What does research say about the proportion of people who find anal stimulation pleasurable versus uncomfortable?
Executive summary
Scientific surveys and clinical reviews show a wide spectrum: many people report pleasure from some forms of anal stimulation, but significant minorities experience discomfort or pain—estimates vary by study and by type of stimulation, with roughly one-third to 40% of women endorsing pleasurable external/limited anal touch in several large surveys while other studies and qualitative work report pain or displeasure for sizable groups (multiple sources; see [3], [4], p1_s5). Measurement differences, sampling frames, and the range of practices studied make any single “proportion” provisional; the literature repeatedly emphasizes technique, context, and co‑stimulation as decisive factors [1] [2].
1. What the numbers say: a fragmented but consistent picture
Probability‑sample and large surveys find that substantial minorities—often in the 30–40% range—report pleasure from anal touch when defined broadly (external touch, very shallow penetration, or paired stimulation); for example, one U.S. probability study named “anal surfacing,” “shallowing,” and “pairing,” and reported roughly 35–40% of women finding some forms pleasurable [3] [4]. Other analyses report specific findings such as 40% of women liking external anal contact and 35% finding shallow penetration pleasurable [5] [4], and a meta‑analysis found about 28.4% of women described their first heterosexual anal experience as pleasant [6]. At the same time, population studies of pain during receptive anal intercourse (anodyspareunia) have reported prevalence figures in the mid‑teens for men receiving anal sex (14–18% in two studies) and qualitative work shows nearly half of some small samples emphasized discomfort [7] [8].
2. Who is more likely to find anal stimulation pleasurable?
Across several studies men—particularly when prostate stimulation is implicated—are more likely than women to report orgasm from anal penetration alone (reported rates: men roughly 36–39% able to orgasm from receptive anal intercourse alone vs lower proportions for women, and men more likely to endorse orgasm from anal penetration without co‑stimulation) [9] [10]. For women, pleasure from anal touch often occurs as part of a broader pattern of stimulation—paired with clitoral, vaginal, or pelvic floor stimulation—rather than as a sole source of orgasm [3] [11].

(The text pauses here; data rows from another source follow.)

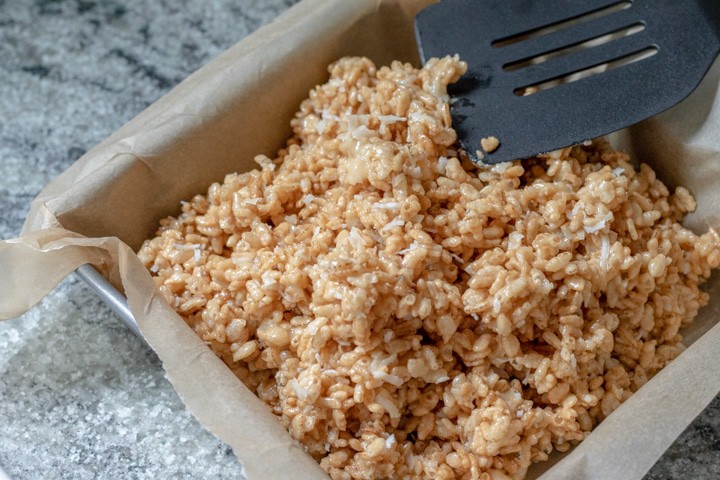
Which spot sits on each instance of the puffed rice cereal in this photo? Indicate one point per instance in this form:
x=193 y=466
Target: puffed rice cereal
x=408 y=314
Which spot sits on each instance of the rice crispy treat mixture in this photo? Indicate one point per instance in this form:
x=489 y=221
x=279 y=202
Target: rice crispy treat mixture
x=410 y=315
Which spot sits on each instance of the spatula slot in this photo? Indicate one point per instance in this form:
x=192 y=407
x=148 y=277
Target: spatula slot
x=586 y=72
x=561 y=52
x=561 y=24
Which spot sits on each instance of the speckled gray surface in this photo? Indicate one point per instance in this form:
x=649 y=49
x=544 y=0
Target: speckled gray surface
x=80 y=397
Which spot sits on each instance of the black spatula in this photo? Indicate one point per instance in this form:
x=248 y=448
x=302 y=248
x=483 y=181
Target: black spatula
x=543 y=75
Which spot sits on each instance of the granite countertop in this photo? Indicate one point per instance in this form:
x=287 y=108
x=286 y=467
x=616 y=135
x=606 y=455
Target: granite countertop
x=80 y=396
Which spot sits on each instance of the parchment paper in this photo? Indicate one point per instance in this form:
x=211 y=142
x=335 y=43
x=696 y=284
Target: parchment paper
x=101 y=209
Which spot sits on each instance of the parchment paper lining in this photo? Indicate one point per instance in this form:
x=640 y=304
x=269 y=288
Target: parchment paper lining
x=102 y=208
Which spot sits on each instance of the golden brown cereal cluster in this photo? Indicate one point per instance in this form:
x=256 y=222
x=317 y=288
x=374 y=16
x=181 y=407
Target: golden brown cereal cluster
x=409 y=315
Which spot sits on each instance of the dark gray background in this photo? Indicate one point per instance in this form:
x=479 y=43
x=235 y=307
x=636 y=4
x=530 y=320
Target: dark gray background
x=80 y=396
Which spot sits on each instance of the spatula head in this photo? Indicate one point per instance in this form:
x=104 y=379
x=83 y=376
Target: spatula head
x=524 y=57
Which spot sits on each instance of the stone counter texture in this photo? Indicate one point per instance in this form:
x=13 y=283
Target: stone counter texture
x=80 y=396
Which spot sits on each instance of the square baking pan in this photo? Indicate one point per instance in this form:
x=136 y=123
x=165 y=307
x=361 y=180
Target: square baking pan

3. Why experiences diverge: anatomy, technique, and context
Physiological plausibility exists—nerve pathways (pudendal and pelvic nerves) and proximity to structures like the prostate or deep clitoral legs can transmit pleasurable sensations, and imaging studies show rectal pressure can activate brain regions linked to pleasure—yet whether a given encounter is pleasurable depends heavily on lubrication, slow technique, arousal state, consent and communication, and partner competence [11] [2] [8]. Pornographic and cultural portrayals that normalize unlubricated, performance‑focused anal penetration can increase the chance of painful experiences and skew expectations [7].
4. Limitations of the literature and why headline percentages are slippery
Reviews note a research gap: much sexual‑health research is heteronormative and focused on risk rather than pleasure, study methods vary (population probability samples vs clinic or convenience samples), definitions of “anal sex” differ (penetration vs surface touch), and self‑selection and social desirability can bias reporting [1] [3]. As a result, reported proportions (e.g., 28.4%, 35–40%, or mid‑teens for pain) are context‑dependent and should not be read as immutable population truths [6] [5].
5. What the evidence implies for practice and public discourse
The research converges on an actionable conclusion: anal stimulation is neither uniformly pleasurable nor uniformly painful; technique, communication, context, and education shape outcomes, and naming distinct behaviors (surfacing, shallowing, pairing) helps people identify what they might enjoy and avoid harm [3] [12]. Media narratives and pornography can push a misleading all‑or‑nothing frame; scholarly work calls for more nuanced sex‑positive research and better public education so people can make informed, safer choices [4] [1].